夜の終わり。-3
それはズルズルと、ナメクジの様に近づいてきた。
自分の眼が一杯に開かれている。
逸らしたい。見たくない。でも、顔が固定されたようにそれから視線を外せない。
私は息を一瞬飲んで、思い切り絶叫した。
もう、ここが何処かなんて関係ない。
誰か、誰か、
殺人鬼でも強盗でも、ヒトである生き物に来てほしかった。
全身が逃亡しようと無駄な足掻きを見せて波打つ。
――解ってる、拘束が外れないことは。
でも、何とかしてこの怪物から離れたいのだ。
「イヤ…来ないで…来ないで…」
伝わるだろうか?おおよそ、人生の中で目にしたことがない醜いこの物体に。
「助けて、助けて真昼さん……!!」
「恐がらないで。
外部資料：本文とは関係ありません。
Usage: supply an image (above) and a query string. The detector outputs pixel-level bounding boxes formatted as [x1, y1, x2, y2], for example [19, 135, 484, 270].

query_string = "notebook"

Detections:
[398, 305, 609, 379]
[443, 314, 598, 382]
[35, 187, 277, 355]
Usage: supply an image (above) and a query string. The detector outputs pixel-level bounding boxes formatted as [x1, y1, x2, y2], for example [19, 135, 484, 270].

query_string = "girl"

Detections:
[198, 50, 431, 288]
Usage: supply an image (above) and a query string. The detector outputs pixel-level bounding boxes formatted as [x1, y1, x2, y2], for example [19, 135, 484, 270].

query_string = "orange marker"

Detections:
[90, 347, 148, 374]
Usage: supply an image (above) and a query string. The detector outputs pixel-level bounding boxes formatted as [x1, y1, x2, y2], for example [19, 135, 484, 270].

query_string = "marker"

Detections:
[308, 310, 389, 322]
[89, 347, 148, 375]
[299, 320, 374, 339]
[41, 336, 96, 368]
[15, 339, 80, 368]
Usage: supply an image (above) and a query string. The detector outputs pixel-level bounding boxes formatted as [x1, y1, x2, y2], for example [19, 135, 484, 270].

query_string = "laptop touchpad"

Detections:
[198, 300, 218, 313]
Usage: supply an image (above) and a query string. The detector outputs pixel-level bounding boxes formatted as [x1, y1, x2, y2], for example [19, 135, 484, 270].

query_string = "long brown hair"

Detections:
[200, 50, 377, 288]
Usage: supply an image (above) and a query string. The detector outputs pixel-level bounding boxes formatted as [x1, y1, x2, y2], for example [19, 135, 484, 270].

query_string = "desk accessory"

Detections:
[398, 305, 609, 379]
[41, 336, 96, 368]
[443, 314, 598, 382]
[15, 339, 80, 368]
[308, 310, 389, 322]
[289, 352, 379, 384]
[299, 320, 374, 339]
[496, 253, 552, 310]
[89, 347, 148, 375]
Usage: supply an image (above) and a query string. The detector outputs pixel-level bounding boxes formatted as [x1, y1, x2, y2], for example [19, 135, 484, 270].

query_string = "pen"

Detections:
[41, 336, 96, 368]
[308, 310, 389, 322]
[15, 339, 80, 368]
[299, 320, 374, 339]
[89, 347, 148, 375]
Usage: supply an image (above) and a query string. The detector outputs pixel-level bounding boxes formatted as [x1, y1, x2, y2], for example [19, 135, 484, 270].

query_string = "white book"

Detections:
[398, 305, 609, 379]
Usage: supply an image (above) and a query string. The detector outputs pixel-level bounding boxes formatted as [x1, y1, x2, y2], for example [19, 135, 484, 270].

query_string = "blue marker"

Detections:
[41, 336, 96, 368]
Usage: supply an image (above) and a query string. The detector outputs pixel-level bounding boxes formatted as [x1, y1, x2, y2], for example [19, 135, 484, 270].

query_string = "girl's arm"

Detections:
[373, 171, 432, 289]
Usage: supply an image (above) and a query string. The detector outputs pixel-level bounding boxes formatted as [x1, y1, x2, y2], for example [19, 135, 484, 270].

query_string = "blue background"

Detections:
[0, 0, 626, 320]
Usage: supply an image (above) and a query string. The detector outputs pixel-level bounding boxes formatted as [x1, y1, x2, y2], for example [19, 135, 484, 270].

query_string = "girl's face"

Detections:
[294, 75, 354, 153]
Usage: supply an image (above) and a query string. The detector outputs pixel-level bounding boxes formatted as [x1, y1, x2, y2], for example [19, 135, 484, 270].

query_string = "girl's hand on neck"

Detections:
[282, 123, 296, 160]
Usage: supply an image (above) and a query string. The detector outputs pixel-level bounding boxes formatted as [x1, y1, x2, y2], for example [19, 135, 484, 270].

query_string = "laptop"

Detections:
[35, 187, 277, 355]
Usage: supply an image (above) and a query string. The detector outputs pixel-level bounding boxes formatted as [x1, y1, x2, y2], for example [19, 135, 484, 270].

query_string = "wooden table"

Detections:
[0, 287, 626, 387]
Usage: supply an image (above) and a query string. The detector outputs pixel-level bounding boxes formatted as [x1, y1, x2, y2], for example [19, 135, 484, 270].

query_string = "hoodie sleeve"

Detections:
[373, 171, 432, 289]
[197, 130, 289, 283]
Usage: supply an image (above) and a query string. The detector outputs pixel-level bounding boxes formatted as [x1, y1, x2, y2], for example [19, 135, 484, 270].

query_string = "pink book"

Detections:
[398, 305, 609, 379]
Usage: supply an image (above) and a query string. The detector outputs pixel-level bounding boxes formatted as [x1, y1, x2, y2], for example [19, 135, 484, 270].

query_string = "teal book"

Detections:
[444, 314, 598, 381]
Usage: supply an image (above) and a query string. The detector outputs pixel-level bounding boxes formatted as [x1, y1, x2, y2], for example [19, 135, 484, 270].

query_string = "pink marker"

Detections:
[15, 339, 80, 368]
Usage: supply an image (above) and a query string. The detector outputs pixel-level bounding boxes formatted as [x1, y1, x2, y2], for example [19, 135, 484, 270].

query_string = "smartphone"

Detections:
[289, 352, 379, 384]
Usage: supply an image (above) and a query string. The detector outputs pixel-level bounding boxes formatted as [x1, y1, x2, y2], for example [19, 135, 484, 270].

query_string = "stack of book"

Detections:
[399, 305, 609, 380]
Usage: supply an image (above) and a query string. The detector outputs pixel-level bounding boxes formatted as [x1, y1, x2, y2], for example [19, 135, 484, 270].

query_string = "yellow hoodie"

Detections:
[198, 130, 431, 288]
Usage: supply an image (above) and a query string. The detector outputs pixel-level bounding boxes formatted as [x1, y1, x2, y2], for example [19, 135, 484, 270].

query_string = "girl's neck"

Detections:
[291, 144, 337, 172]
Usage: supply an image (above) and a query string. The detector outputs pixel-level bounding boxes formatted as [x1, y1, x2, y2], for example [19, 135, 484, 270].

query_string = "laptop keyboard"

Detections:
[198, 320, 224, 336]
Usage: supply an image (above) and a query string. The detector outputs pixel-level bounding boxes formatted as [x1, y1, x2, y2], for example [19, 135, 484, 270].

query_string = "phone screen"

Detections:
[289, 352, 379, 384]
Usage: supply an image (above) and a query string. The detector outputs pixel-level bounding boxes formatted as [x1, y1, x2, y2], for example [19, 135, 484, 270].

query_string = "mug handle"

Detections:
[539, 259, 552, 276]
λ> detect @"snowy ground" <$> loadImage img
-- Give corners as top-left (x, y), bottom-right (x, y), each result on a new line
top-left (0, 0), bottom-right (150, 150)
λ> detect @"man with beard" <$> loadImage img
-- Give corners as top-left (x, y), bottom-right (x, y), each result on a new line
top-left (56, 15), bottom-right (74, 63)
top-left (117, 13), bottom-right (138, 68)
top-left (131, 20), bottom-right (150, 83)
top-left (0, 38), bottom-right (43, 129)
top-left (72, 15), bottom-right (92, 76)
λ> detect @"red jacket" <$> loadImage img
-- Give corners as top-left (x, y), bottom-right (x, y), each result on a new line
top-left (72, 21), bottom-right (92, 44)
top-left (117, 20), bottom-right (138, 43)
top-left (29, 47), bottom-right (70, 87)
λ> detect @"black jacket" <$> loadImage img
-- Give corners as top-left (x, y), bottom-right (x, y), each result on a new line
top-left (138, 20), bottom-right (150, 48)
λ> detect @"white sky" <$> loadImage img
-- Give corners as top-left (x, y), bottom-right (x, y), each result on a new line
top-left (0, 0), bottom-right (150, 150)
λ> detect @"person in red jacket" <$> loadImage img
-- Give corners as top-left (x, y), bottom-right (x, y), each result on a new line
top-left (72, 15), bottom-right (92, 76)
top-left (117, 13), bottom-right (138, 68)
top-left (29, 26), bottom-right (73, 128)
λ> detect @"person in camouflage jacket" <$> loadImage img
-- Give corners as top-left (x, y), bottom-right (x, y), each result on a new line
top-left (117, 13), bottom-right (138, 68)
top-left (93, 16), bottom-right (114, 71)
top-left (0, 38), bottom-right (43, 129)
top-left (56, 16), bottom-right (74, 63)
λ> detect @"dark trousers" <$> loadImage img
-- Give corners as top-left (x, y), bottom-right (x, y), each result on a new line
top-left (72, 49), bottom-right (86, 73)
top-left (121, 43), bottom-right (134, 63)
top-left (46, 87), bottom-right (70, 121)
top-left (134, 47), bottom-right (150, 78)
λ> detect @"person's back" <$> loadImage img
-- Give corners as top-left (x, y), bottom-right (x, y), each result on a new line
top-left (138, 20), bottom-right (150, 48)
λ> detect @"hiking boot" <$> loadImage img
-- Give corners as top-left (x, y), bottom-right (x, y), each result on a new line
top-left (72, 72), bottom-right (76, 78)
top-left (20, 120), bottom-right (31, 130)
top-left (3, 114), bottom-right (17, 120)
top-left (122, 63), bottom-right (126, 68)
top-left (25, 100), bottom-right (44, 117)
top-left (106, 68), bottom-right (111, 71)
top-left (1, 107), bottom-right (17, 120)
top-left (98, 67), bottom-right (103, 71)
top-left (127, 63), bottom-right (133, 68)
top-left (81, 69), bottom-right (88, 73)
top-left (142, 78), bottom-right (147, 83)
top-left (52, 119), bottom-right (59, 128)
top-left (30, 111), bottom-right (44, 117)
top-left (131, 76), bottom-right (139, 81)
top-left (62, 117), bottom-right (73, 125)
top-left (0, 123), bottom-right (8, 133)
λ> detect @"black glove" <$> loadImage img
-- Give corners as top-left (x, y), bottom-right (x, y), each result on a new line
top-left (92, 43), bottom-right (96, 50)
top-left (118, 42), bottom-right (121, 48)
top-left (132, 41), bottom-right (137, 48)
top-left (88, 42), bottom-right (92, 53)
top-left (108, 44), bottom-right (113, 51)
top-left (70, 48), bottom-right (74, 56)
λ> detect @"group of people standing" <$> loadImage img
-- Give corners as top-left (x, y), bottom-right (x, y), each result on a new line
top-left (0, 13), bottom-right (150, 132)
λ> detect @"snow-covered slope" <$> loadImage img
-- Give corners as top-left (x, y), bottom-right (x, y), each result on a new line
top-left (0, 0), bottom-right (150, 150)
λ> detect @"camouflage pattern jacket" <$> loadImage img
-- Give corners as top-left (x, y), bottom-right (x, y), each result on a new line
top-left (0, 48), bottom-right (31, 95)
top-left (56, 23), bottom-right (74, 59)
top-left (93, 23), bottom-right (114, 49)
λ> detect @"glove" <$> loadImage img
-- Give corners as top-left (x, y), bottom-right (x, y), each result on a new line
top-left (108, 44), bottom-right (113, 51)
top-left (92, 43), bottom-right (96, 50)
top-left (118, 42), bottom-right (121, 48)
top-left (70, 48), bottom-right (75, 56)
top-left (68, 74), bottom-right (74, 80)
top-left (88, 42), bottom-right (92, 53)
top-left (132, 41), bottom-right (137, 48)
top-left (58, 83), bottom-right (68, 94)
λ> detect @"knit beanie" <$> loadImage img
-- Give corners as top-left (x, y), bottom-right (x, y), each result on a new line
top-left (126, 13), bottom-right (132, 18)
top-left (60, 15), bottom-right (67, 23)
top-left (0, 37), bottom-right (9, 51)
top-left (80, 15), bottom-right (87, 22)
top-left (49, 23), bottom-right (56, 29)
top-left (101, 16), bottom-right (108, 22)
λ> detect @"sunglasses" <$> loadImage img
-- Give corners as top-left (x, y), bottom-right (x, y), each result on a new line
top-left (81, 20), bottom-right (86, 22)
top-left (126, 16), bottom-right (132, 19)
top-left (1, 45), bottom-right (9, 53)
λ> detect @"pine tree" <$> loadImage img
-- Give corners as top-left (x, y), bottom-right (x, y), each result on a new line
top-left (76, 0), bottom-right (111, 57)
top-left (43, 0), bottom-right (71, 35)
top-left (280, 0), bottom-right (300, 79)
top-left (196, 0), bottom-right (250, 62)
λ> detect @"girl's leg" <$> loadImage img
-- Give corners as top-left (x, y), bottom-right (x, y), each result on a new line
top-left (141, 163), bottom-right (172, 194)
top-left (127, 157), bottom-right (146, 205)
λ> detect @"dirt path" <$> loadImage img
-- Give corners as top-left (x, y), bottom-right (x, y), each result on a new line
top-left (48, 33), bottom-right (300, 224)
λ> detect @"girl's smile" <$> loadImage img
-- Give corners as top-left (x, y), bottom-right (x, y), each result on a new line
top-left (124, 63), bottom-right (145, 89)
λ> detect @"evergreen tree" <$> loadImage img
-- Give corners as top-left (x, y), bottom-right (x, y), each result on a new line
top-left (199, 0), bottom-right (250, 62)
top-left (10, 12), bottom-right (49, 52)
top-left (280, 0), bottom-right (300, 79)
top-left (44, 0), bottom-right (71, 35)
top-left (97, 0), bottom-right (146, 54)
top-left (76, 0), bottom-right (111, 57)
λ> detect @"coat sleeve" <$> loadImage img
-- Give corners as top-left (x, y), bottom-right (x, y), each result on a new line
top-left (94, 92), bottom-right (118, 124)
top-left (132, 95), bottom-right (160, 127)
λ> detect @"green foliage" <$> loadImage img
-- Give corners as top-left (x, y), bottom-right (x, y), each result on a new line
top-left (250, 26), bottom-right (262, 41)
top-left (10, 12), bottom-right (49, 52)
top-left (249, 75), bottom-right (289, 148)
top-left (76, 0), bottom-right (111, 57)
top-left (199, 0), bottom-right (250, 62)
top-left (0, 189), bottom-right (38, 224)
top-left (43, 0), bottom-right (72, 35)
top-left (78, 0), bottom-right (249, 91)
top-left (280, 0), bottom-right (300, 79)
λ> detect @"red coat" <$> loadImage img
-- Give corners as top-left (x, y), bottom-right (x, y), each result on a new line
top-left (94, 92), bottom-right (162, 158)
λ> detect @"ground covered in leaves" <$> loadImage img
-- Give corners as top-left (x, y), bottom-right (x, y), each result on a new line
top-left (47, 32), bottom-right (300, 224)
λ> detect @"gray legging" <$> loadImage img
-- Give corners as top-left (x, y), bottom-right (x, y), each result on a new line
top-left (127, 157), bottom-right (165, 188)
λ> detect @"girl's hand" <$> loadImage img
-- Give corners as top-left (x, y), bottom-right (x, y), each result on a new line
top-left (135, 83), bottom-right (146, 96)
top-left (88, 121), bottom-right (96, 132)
」
「え?」
私は首を無茶苦茶に動かして、その姿を目に入れようとした。
さっきとは明らかに違う、かなりの至近距離で声が聞こえる。
ドッドッド、と、耳にまで聞こえるくらい早鐘を打つ鼓動。
「どこ…」
震えながら、目をギュッと瞑って問いかける。
お願い、お願い、違うって言って!!!!!!
この怪物から聞こえてるんじゃないって言って!!!!!!
「ここよ。」
でも必死の願いは神様に払いのけられたようだ。
私の大好きな、耳に柔らかく響く甘い声の主は
ヌメヌメと鈍く光沢を放ち、クレーターのようなブツブツに覆われた黒く汚らしい怪物から聞こえている。
「イヤあああああああああああああ!!!!!!!!」
あまりに非現実的な話で、何がどうなっているのか全く解らない。
寒くない、寒くないのに歯が音を立てて止まらない。
どうして、コレから真昼さんの声がするの?
私は騙されている?
そうよ、決まってる。これが彼女な訳がない。
「ま、真昼さんを、どどどどうしたの?」
私は戦慄く唇から何とか言葉を紡ぎ出して言った。
まさか、食べた……とか。
かんがえたくない。考えたくないけど、
コレが、真昼さんを食べて、その声を奪ったのかもしれない。
自分も食べられるのだろうか。
そんなこと考えたくない。
痛みは?時間は?どこから?
恐怖に飲み込まれている私に
「真昼さん、真昼さんって。本当に好きなのね?」
怪物が、まだあの声で喋り続ける。
出来るだけそっちを向かないように首を曲げて、乾いた喉から絞り出すように答えた。
話をすれば、何とかなるかも、という希望と、
一時的にでも今の状況を忘れる為に。
「好き?……好き。本当に好きだよ。」
「どれくらい?」
「どれくらいって…」
私は想いを巡らせる。
こんなやり取りを、さっきもした。
ここへ来る前に、彼女に本気か、と聞かれて、私は「本気」と言ったのだ。
「――何でも、してあげたいくらい。
でも、そんなこと出来ないから、多分解ってもらえないよ。
私がどれだけ頑張っても、
真昼さんは……何でも持ってるから。
私なんて、欲しがって貰えないよ。」
「夜子ちゃん。」
聞きなれたトーンの声が返ってくる。
慰めるような、咎めるような調子のそれ。
「わたしも、大好きよ」
そして続く言葉は、私の心臓を止めるくらいの威力を持っていた。
―――いつも夢にみてた。
ああ、でもそれは……
真昼さんじゃないのに、こんなの。
「夜子ちゃん、わたしを見て。」
言われて私は首を横に何度も振る。
「――ねえ、お願い。」
その囁きに我慢できなくなって、とうとう目を開けてしまった。
真昼さんがいつも纏ってる、甘い香水の匂いもしたから。
「じゃあ、夜子ちゃんをちょうだい。」
「わたし、夜子ちゃんが欲しいの。」
そう言われて、否定なんて、出来るはずがなかった。